We also have some milkweed plants that are marked but are outside the exclosures and we’ve been checking on them to see when they are first grazed. Yesterday, Sarah and Kate came with me to check on those non-exclosed plants. None of the plants outside the exclosures had been grazed yet. Instead, the only grazed milkweed plant we found was INSIDE an exclosure. Now, I know I just talked about cattle messing with me, but I’m pretty confident that a cow didn’t untwist the wires holding these cages together, slip inside, grab a milkweed plant, and then slip back out – re-twisting the wire fasteners behind it.
That means something much smaller than a cow slipped through the openings in the exclosure and ate that milkweed plant. I’m guessing rabbit. We have both cottontails and jack rabbits and the plant was cleanly sliced off at the base, so it had to have been something with pretty big teeth. In a weird stroke of fortune for our research design, there was one more milkweed stem in that same exclosure and it didn’t get nipped off, so the little varmint didn’t do any significant damage to our carefully crafted replicated study. Yet. We’ll see what happens in the next days and weeks…
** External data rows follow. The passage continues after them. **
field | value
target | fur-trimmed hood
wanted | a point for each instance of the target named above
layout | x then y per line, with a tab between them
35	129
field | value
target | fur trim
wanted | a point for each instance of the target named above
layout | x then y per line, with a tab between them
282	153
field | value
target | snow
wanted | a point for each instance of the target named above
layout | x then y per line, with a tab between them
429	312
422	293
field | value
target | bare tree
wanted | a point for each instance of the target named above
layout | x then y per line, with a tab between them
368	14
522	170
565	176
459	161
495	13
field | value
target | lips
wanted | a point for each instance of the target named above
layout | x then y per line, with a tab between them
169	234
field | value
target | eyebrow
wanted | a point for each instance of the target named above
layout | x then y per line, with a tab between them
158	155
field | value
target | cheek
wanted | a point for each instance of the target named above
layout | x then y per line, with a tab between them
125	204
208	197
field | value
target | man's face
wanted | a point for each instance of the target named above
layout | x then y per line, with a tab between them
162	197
What I don’t understand, though, is why ANYTHING is eating milkweed plants. I know that various invertebrates like long-horned milkweed beetles, milkweed bugs, oleander aphids and monarch caterpillars have adaptations that allow them to deal with the white, toxic, sticky, and bad-tasting latex inside the plants. Good for them, and it gives them a kind of monopoly on that food source. But bison, cattle, and – apparently – rabbits eat milkweed plants too. With all the tasty plants out there, why would those animals eat milkweed? And they’re not just eating them along with other plants. We often see grazed milkweed plants in the middle of a big patch of ungrazed grass. Goofy animals….
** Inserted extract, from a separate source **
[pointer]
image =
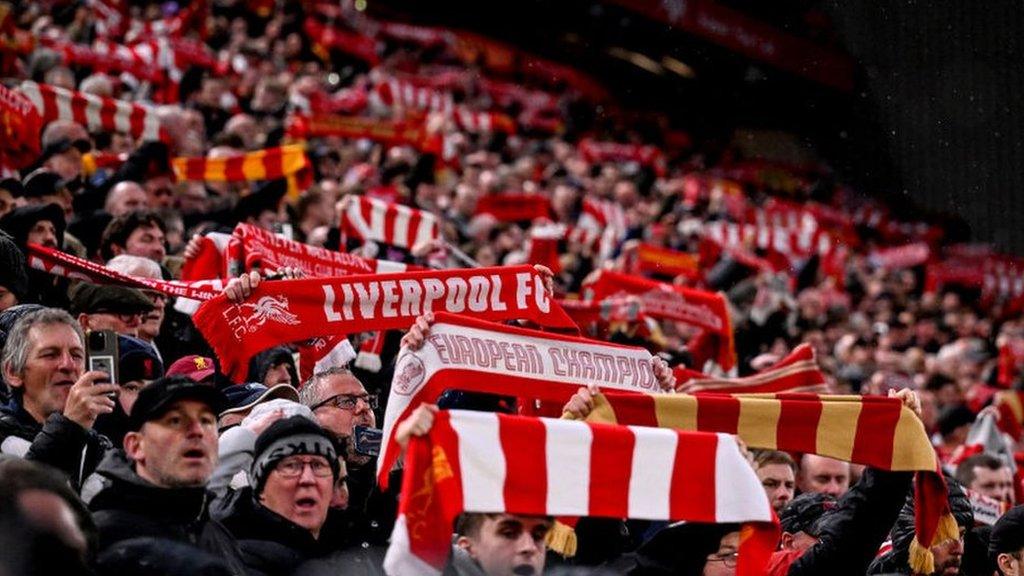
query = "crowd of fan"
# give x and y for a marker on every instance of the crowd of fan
(175, 469)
Oh, I almost forgot! Yesterday, I was glad to see that the little carpenter bees (Ceratina sp) have returned to our prairie garden and are busily excavating nest tunnels in the ironweed (Vernonia baldwinii) stems we left for them. By the way, these are not the same carpenter bees you might dislike because they sometimes chew on old wood structures. These are much smaller and a gorgeous blue color. I sat and watched a few of them yesterday as they worked to build nests. Mostly I just saw their rear ends sticking up out of the cut stems as they busily dug through the pith of the stems and kicked the excavated bits out with their feet. I’m really happy they’re back.